Although exact pricing was not yet available, rates are expected in the 9% range given that this is an uninsured alternative lending product with an extended amortization and potential higher risks
Can you feel affordability flowing?
EDIT : Just for fun, I ran the numbers :
• Loan of $500,000 at 7% over 25 years: monthly payment $3,534, total interest $560,169
• Loan of $500,000 at 7% over 30 years: monthly payment $3,327, total interest $697,545
• Loan of $500,000 at 9% over 40 years: monthly payment $3,857, total interest $1,351,268
I don’t even understand the existence of this product…
Madness.
The higher rates more than negate any benefit to monthly payments of extending the amortization. I have no idea why someone would choose this.
The only reason I can see is that the mortgage isn’t funded by Equitable Bank but by a third-party lender. So I wonder if this is a way to circumvent the lending ratios on mortgages, which would allow people to qualify for higher amounts despite the higher interest rate.

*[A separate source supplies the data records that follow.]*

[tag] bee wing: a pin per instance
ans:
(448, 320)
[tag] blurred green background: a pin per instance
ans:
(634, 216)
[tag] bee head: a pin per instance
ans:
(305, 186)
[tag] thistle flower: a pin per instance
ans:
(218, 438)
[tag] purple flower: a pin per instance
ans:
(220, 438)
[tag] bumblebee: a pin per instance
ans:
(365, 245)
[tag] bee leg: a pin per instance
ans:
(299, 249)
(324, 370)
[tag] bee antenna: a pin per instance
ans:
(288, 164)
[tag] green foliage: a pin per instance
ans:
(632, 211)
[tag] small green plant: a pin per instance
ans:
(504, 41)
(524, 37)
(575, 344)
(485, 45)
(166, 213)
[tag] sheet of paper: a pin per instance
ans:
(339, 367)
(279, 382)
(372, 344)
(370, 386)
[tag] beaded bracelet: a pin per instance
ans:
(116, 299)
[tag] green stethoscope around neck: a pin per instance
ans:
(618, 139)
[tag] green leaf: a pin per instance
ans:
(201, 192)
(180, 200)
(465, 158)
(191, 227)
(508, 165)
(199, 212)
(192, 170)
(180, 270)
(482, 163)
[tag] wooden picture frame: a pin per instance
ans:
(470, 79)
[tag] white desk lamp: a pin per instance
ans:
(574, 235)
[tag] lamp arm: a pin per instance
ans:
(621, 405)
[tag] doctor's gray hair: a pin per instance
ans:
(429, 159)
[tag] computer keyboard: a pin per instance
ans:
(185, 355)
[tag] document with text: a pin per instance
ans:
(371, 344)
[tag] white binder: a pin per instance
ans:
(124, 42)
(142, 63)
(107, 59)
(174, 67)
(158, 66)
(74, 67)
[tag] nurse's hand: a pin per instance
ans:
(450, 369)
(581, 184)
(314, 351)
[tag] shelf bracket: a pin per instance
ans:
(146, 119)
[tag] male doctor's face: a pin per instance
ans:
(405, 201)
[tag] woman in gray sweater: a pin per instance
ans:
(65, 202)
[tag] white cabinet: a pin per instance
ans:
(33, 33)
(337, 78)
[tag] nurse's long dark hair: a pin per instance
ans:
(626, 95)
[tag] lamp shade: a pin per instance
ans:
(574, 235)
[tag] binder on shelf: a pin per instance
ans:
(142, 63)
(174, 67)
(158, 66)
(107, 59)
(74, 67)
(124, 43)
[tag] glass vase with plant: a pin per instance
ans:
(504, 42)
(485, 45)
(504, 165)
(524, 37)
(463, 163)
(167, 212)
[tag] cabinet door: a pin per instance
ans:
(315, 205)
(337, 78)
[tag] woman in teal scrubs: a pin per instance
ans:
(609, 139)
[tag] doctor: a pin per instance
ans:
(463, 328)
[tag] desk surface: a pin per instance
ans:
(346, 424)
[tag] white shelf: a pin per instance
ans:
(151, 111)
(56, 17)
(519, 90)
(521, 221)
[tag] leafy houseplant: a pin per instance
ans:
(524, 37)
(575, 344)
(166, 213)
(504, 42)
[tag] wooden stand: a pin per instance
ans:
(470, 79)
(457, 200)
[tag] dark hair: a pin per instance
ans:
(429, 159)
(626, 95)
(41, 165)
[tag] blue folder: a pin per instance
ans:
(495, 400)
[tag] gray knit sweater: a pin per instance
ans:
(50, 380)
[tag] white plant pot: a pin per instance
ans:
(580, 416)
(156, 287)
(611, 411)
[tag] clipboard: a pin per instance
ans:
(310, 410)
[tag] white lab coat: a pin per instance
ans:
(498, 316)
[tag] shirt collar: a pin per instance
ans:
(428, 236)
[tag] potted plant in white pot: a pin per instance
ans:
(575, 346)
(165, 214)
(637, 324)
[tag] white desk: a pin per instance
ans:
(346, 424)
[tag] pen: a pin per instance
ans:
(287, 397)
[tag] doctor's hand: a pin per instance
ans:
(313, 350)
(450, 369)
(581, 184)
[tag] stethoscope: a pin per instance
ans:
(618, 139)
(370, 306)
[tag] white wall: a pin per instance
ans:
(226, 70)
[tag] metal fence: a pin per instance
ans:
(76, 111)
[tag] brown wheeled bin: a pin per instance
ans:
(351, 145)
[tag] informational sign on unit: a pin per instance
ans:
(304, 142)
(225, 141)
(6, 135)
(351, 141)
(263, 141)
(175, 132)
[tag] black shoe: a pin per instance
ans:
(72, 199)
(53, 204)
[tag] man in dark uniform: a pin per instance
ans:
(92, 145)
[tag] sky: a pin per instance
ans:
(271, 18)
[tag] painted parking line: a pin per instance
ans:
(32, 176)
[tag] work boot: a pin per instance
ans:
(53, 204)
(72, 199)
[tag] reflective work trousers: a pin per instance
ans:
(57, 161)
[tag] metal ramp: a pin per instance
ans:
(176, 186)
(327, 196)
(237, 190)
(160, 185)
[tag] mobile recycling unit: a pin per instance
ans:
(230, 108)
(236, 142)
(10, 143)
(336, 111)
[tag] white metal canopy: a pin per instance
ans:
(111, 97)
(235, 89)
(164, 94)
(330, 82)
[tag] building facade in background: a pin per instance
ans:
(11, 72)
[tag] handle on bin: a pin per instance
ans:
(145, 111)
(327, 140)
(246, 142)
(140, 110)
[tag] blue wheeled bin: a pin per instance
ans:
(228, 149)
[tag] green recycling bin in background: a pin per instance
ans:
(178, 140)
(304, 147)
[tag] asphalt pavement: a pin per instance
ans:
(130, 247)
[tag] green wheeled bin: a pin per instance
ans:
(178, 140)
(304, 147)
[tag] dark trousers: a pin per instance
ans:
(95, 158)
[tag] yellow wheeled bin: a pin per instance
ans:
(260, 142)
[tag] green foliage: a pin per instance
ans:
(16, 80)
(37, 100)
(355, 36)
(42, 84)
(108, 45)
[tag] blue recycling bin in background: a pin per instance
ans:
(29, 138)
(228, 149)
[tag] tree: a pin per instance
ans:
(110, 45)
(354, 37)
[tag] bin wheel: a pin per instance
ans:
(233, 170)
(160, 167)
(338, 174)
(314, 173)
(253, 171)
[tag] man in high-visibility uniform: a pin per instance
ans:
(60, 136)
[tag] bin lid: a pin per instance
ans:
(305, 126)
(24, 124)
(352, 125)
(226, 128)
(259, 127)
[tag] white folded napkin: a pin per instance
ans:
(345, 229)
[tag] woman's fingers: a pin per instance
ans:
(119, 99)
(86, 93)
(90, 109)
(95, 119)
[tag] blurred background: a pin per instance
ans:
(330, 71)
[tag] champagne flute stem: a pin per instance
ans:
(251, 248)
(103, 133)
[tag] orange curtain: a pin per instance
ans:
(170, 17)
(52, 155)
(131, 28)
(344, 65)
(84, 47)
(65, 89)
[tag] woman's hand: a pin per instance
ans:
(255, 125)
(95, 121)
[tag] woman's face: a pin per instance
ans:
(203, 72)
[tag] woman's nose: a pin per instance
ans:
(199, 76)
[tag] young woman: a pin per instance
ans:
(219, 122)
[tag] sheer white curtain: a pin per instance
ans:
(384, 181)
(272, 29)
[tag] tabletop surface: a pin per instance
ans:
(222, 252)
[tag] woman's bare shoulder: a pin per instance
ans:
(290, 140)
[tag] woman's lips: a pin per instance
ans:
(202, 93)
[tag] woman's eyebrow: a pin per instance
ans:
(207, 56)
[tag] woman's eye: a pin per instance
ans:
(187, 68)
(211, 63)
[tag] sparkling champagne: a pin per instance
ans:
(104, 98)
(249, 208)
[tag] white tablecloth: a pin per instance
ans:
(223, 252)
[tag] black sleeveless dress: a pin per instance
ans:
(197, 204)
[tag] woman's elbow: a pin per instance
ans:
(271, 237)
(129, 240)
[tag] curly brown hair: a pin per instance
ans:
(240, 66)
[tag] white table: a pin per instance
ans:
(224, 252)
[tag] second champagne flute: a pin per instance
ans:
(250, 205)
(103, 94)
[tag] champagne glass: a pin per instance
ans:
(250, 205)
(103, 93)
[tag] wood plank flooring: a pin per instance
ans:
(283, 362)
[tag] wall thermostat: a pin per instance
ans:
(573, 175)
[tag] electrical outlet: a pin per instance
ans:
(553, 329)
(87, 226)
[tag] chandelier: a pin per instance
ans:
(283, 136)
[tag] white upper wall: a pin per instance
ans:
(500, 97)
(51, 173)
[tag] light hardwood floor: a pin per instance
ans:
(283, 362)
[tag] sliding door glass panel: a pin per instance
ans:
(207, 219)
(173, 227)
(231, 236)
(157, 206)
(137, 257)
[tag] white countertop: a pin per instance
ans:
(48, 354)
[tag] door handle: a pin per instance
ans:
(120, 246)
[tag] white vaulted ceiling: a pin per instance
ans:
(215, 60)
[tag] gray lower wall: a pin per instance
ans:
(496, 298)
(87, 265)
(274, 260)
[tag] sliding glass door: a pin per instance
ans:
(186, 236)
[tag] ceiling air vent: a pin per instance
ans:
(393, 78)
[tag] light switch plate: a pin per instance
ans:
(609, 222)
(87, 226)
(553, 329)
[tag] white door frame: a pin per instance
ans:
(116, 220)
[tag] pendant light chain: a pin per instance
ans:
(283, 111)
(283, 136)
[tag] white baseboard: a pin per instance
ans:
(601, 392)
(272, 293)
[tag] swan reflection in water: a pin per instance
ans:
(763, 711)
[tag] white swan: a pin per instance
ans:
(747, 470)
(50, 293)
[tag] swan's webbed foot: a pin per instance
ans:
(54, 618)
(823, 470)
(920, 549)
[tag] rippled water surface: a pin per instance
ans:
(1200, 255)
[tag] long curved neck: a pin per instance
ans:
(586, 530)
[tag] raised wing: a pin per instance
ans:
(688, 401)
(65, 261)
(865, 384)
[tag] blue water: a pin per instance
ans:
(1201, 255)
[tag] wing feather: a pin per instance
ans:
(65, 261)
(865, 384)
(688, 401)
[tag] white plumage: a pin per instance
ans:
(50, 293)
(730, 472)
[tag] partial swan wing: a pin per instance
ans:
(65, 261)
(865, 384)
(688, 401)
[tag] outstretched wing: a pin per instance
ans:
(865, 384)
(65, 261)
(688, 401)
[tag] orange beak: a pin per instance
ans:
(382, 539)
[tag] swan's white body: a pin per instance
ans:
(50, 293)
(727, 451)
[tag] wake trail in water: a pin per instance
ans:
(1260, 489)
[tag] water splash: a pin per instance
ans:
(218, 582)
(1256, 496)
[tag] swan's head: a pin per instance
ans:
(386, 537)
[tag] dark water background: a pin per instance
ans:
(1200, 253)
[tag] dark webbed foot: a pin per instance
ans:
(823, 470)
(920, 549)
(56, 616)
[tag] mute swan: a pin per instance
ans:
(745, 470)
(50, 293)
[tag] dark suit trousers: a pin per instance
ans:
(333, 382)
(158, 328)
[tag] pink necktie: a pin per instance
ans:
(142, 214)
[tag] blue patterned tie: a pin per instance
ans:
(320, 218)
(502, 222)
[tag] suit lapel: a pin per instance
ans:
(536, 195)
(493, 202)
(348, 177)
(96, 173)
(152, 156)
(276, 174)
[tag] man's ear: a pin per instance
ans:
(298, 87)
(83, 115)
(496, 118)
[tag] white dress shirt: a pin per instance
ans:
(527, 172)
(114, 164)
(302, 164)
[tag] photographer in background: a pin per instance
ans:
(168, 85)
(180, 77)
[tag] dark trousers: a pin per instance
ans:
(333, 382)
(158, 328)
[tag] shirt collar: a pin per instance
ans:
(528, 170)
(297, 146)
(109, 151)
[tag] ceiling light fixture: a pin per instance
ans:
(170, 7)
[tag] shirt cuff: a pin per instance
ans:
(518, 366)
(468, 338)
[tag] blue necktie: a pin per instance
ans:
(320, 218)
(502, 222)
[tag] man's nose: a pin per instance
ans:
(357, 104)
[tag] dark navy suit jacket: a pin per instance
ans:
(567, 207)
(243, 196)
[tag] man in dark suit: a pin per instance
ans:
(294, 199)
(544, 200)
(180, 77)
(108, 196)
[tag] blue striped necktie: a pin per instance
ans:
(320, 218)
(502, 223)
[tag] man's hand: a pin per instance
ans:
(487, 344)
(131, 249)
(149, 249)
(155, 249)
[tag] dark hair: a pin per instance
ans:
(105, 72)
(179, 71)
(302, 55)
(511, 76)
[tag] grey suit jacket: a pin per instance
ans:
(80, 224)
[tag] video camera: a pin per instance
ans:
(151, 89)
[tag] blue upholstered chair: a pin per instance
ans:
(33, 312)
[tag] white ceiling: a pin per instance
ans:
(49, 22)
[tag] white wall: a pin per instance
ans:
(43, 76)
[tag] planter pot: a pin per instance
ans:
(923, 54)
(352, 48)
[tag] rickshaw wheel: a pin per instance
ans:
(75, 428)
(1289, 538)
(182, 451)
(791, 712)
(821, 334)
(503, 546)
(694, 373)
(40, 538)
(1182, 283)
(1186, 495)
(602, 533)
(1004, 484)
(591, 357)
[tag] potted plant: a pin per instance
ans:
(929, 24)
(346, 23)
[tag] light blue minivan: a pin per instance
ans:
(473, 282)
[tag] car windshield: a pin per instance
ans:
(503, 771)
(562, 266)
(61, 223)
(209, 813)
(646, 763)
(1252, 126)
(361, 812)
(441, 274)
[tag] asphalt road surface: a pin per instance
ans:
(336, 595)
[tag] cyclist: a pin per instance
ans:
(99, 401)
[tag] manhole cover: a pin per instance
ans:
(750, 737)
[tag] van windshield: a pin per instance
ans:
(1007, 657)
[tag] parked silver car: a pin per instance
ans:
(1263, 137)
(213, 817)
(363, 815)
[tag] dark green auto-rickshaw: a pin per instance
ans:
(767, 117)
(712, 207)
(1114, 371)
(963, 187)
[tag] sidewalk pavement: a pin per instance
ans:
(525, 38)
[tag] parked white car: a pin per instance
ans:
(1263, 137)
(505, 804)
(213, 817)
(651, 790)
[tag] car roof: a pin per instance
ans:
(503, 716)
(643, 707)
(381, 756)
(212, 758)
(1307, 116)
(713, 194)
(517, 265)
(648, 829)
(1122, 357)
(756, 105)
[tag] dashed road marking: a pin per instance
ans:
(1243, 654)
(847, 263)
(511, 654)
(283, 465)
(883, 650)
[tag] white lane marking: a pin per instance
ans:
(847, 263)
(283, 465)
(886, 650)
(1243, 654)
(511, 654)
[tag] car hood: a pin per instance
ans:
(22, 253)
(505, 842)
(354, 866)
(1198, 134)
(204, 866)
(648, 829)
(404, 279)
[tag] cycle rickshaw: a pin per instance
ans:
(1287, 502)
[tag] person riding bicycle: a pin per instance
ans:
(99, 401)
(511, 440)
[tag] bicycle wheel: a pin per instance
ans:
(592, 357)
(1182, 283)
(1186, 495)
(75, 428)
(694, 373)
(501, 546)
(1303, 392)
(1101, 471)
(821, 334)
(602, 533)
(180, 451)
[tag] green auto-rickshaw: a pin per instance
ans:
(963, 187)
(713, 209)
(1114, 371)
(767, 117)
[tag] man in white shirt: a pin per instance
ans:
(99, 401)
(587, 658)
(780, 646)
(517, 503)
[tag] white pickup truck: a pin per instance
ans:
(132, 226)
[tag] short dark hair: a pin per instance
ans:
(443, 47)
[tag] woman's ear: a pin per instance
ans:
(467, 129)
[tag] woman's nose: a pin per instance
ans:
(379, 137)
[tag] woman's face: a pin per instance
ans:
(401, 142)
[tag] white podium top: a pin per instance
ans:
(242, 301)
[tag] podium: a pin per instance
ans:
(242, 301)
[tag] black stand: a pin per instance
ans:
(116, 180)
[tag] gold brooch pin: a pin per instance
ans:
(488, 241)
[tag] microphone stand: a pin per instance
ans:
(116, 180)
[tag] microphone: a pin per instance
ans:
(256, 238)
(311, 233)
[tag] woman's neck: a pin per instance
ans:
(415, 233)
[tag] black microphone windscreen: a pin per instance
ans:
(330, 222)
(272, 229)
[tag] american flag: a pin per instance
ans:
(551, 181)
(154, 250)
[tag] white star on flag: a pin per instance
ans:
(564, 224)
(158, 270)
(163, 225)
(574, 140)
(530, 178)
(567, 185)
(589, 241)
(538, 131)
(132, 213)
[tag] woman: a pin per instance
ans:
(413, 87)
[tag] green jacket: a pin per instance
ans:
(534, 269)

Why did you increase the interest rate to 9% for your 40 year calculation?
Edit: oh, in the article it says they expect rates to be in the 9% range.
I agree with the other commenter. With the higher rate and no benefit of the longer amortization period, this is insane. Doesn’t do anything to help people trying to afford a mortgage.
Yes… With current rates below 6% and going as low as 5.4%, the difference is even higher.